Nan felt her heart jump, and her voice was startled when she repeated:
"Our last?"
"I am going into the hills with French Pete to-morrow," he said quietly. "I know that yon have decided as to your future, and I have no place in your plans. At last I have come to see that I have no chance of winning your love, and I mean never to bother you with it again.
"You will forgive me, Nan, won't you, if I have annoyed you with my persistence? But it was hard—so very hard to give you up. I could not help it; I loved you so! I wanted you so! And as long as I thought there was no one else the hope would persist that some day you might come to care for me in the way that I wanted you to care. There is some one else now and you do not need me any more, so I will go. God bless you. Nan, and I hope you will be happy!"
"Bob!" She laid her hand upon his arm.
"Don't pity me. Nan. This disappointment has come to many a better man than I am. You've been frank and fair with me. I bear you no resentment. There is no bitterness toward you in my heart—nothing but love."
"Don't go!"
"But can't you see, Nan, it—hurts me so to be near you now loving you as I do?"

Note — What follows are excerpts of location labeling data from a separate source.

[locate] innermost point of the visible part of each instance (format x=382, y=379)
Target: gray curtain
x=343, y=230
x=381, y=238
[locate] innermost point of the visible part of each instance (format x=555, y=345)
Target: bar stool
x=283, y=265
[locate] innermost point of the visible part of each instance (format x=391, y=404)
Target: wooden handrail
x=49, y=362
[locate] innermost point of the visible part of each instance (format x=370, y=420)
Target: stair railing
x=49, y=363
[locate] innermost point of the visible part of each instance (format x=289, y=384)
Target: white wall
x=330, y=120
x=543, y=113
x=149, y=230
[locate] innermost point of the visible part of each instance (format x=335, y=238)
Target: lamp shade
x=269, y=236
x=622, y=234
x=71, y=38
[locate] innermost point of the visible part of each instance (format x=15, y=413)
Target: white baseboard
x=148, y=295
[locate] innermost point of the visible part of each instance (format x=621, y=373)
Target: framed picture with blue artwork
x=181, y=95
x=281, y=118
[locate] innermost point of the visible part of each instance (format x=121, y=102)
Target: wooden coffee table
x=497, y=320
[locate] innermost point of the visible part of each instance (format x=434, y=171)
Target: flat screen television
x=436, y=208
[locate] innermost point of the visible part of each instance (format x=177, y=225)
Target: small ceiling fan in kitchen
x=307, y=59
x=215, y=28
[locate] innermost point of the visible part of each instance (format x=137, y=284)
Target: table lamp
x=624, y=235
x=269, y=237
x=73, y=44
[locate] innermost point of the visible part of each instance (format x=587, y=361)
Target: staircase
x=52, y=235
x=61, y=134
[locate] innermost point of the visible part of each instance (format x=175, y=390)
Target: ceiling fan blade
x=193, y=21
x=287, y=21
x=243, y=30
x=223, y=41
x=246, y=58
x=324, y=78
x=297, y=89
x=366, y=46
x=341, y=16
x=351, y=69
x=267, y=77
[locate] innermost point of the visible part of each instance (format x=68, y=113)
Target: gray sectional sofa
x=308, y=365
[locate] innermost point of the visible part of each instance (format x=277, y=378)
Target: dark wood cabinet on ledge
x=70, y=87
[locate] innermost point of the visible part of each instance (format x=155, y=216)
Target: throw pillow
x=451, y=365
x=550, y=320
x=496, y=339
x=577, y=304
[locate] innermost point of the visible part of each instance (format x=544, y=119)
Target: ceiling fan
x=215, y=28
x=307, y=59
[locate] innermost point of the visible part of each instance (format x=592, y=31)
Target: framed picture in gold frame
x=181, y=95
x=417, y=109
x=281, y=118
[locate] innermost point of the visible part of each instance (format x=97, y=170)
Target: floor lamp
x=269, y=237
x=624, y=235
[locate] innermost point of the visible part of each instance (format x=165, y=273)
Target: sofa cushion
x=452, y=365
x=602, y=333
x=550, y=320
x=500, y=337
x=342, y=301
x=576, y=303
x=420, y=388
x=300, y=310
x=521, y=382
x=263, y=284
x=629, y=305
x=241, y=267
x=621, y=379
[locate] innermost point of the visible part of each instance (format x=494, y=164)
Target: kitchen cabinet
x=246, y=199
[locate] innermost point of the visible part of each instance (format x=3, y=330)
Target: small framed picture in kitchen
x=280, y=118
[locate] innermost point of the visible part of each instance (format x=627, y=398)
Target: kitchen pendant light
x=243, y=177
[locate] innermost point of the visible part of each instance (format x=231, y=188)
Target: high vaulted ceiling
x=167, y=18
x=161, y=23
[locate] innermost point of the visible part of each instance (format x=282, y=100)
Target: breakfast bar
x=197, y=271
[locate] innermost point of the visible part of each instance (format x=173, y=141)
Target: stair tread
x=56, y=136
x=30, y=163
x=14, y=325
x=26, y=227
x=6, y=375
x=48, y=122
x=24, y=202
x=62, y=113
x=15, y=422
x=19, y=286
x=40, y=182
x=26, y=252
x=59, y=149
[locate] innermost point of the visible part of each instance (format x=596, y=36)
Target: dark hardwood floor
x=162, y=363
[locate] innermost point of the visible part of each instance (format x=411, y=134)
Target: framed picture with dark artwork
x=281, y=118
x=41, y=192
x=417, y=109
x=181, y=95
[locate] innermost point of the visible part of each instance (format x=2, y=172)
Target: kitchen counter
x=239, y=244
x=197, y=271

"But you're wrong!" she cried passionately. "I was wrong! I've loved you all the time, and I didn't know it until I felt you drawing away from me. If I hadn't been sure before, I was sure when I thought you had gone forever. Ben knows, too. I was dreadful—I was beside myself almost because he dared be alive, so brutally safe and sound when you were dead!"
"Oh, Nan!" he cried, bewildered. "You are not mistaken?"

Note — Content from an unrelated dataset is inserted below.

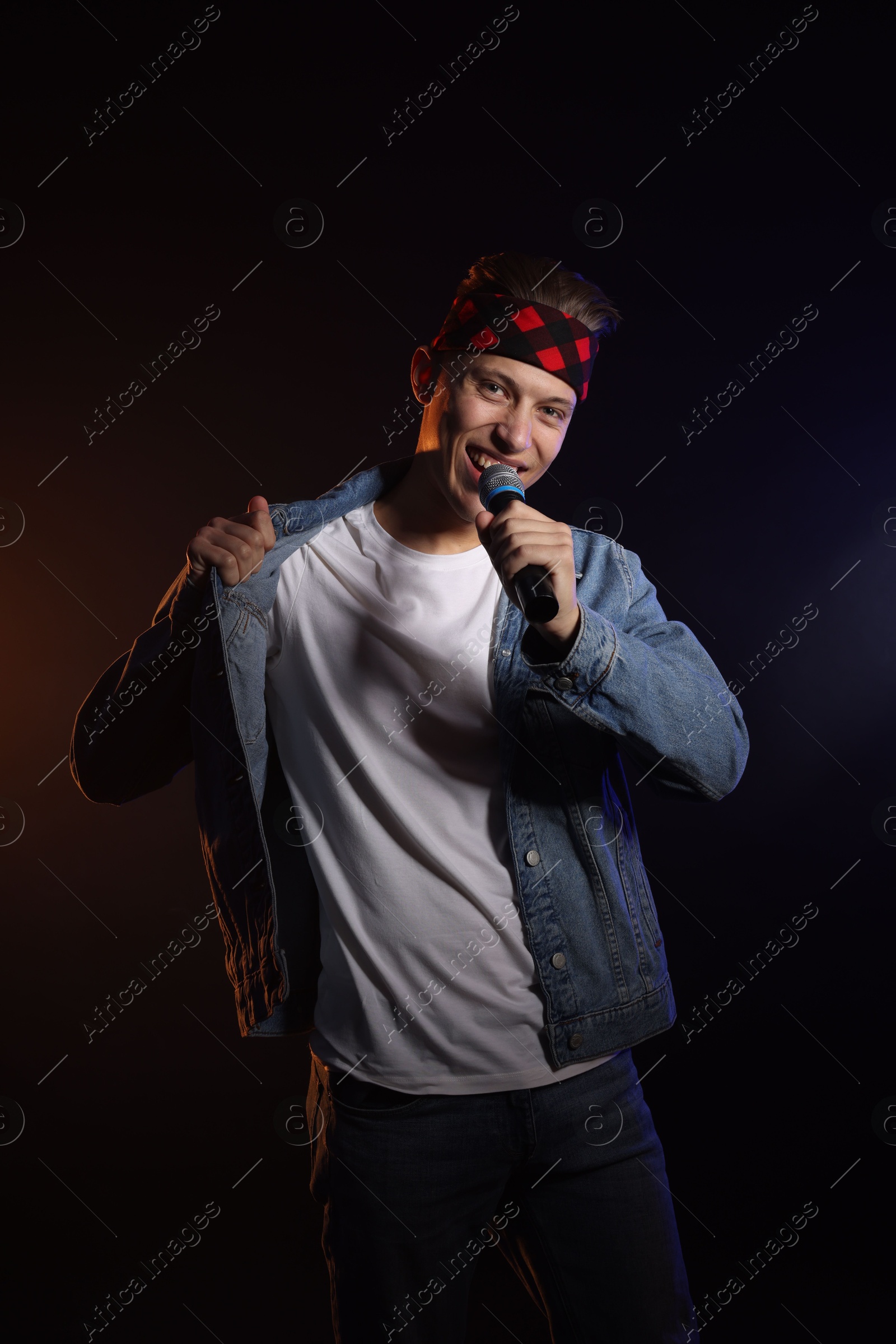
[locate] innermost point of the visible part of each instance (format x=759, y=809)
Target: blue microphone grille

She shook her head, crying vehemently:
"No, no, no! I'm not mistaken. You play a mighty part in my happiness. You are all of it!"
"But, Ben! I don't understand
""Can't you see? It is through Ben that I really have found you. If it had not been for him, perhaps I should not have appreciated your loyalty, your genuine unselfishness, until it was too late. Ben is fine in many ways, and I thought I was in love with him because I am in love with the life which he typifies. I was to have given Ben my answer to-day, and I could not make up my mind. I told him back there in the cañon when we said good-by, but he already knew.
"'It's all right, Nan,' he said. 'I think a heap of you, and I reckon I always will, but I might 'a' knowed' that a range cayuse and a blooded horse don't make any kind of a team. I don't blame you,' he said, 'and you mustn't blame yourself, for you've been on the square with me right along. I'm better for having known you. It's made me see a whole lot of things different, and maybe some day I can send you word that the cowpuncher you used to know is somebody out here in the cactus and sage-brush!'"
"Nan!" Bob gathered her in his arms. "I can't believe my good luck yet!"
"You won't," said Nan, "until you kiss me."
They were married in the whitewashed church in Hopedale. Nan insisted.
"The family will expect something of me," she declared, "for the moon is full, and it's the last really good chance I'll ever have to shock them."
Mrs. Gallagher, Fritz Poth, Mr. McCaffrey, were conspicuous among the witnesses. And Clarence Strunk was there, having come to town to complete arrangements for the sale and transfer of his stock in the L.X. Cattle Company to Bob.
"The house," said Bob to Ben, who was offered the management, "is much more comfortable than the house in the Longhorn bosque, and Edie, you know"—with his quiet smile—"is a good girl."
The telegram which Nan wrote gleefully, aged the family by years. It read:
"Will be home a week from to-day with my affinity. Nan."